First: instead of typing everything for immediate effect, it is possible to
put the commands you want to use in a "script" file.  This is one of the windows
in the Anaconda interface.  This is super useful, you can remember what you've
done, you can replicate it, fix the middle of a complex sequence, share it with
others.

Second: it enables (more easily at least) more complex algorithms.

We've done some iteration, like in the list comprehensions:

```python
>>> wordlist = [w.lower() for w in text1]
```

This iterates through the `text1` list and executes `w.lower()` for each `w`
you can name in the list.

---
layout: false

You can also iterate like this:

```python
for w in text1[0:10]:
    if len(w) > 4:
        print(w)
    else:
        print('Blah')
print('All done.')
```

Important things to note: The `for` statement ends in a `:` that defines a block.
Indenting lines define the extent of the block.  It will repeat everything in the indented part.
Blocks are relevant for `for` loops like this, as well as for `if` conditionals.
Conditional `if` can generally be paired with `else` (where one of the two is guaranteed to execute).
There are more complexities as well, other ways to loop and test, but these are the basic ones.

---
layout: false

# Functions

As our problems get more involved, we will generally want to break larger problems up
into smaller ones.  Also, it is good to be able to generalize solutions to use in a wider
range of problems.  *Functions* provide a way to do this.

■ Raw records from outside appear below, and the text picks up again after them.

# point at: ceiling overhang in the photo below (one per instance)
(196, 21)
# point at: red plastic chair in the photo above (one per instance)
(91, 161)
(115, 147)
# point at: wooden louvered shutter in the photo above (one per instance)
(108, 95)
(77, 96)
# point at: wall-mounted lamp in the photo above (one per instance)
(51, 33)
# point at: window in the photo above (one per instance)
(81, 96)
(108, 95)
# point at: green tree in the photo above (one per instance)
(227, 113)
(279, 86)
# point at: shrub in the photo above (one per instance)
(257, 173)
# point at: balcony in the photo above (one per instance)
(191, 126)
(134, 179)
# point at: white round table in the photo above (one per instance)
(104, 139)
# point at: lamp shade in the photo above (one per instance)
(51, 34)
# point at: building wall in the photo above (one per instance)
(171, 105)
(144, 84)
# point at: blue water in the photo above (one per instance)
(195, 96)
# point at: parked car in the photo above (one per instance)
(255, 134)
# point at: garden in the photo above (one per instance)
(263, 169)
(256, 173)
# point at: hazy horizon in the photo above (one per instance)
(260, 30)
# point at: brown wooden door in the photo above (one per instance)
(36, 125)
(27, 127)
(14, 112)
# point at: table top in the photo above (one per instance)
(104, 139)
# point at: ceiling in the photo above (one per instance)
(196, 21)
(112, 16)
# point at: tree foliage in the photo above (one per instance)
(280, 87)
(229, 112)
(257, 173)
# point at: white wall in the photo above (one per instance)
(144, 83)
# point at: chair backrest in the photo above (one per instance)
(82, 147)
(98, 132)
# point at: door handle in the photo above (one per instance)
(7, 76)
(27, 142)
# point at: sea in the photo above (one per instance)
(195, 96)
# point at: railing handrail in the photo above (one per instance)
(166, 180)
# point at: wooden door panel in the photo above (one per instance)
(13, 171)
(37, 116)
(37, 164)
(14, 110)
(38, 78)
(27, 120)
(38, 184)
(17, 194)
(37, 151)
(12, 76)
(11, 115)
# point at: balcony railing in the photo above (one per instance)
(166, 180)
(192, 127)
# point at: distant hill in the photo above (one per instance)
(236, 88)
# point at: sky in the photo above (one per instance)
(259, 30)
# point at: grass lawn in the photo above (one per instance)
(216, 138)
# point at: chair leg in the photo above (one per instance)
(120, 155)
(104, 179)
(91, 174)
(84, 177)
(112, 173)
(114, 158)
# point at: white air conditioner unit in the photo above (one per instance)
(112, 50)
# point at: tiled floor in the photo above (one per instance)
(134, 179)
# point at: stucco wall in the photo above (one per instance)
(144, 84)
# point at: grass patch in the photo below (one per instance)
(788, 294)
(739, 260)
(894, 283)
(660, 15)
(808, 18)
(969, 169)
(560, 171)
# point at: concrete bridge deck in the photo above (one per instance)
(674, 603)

For example: Suppose what we want to determine is how "diverse" a text is.
That is, how many unique words there are as a proportion of the total number of words.

```python
>>> print(len(text1))
260819
>>> print(len(set(text1)))
19317
>>> print(19317/260819)
0.07406285585022564
```

---
layout: false

We can do this over and over for each text we want to do this with, but if we could
create something like a Python "command" to automatically do this for a text, even better.
This is what a function is (and actually, all of the NLTK stuff is basically made up of
functions that the NLTK developers defined for us ahead of time).

```python
def lexical_diversity(text):
    return len(set(text)) / len(text)
```

With that, we can do this:

```python
>>> print(lexical_diversity(text1))
0.07406285585022564
```

Although you can define functions just fine at the command line, it's better as
part of a script.  Easier to modify, etc.

---
layout: false

This is so far not great, because we didn't collapse the case distinction.  We can amend
our function to fix that.

```python
def lexical_diversity(text):
    lowertext = [w.lower() for w in text]
    return len(set(lowertext)) / len(lowertext)
```

Now, we get a slightly different answer.  One hope, more conceptually correct.

```python
>>> print(lexical_diversity(text1))
0.06606497226045649
```

At this point, if we trust our work, we can just file that away.  That's our
lexical diversity function, we can mostly forget about how it works and just use it
in the same way we use `len` or `set` or whatever (so long as we have the code to
define it in our script).

When we use those `import` lines, it is defining a bunch of functions (essentially)
that are stored in files that NLTK (or another Python library) mkes available.

There's plenty more to say about functions, but we have to start somewhere.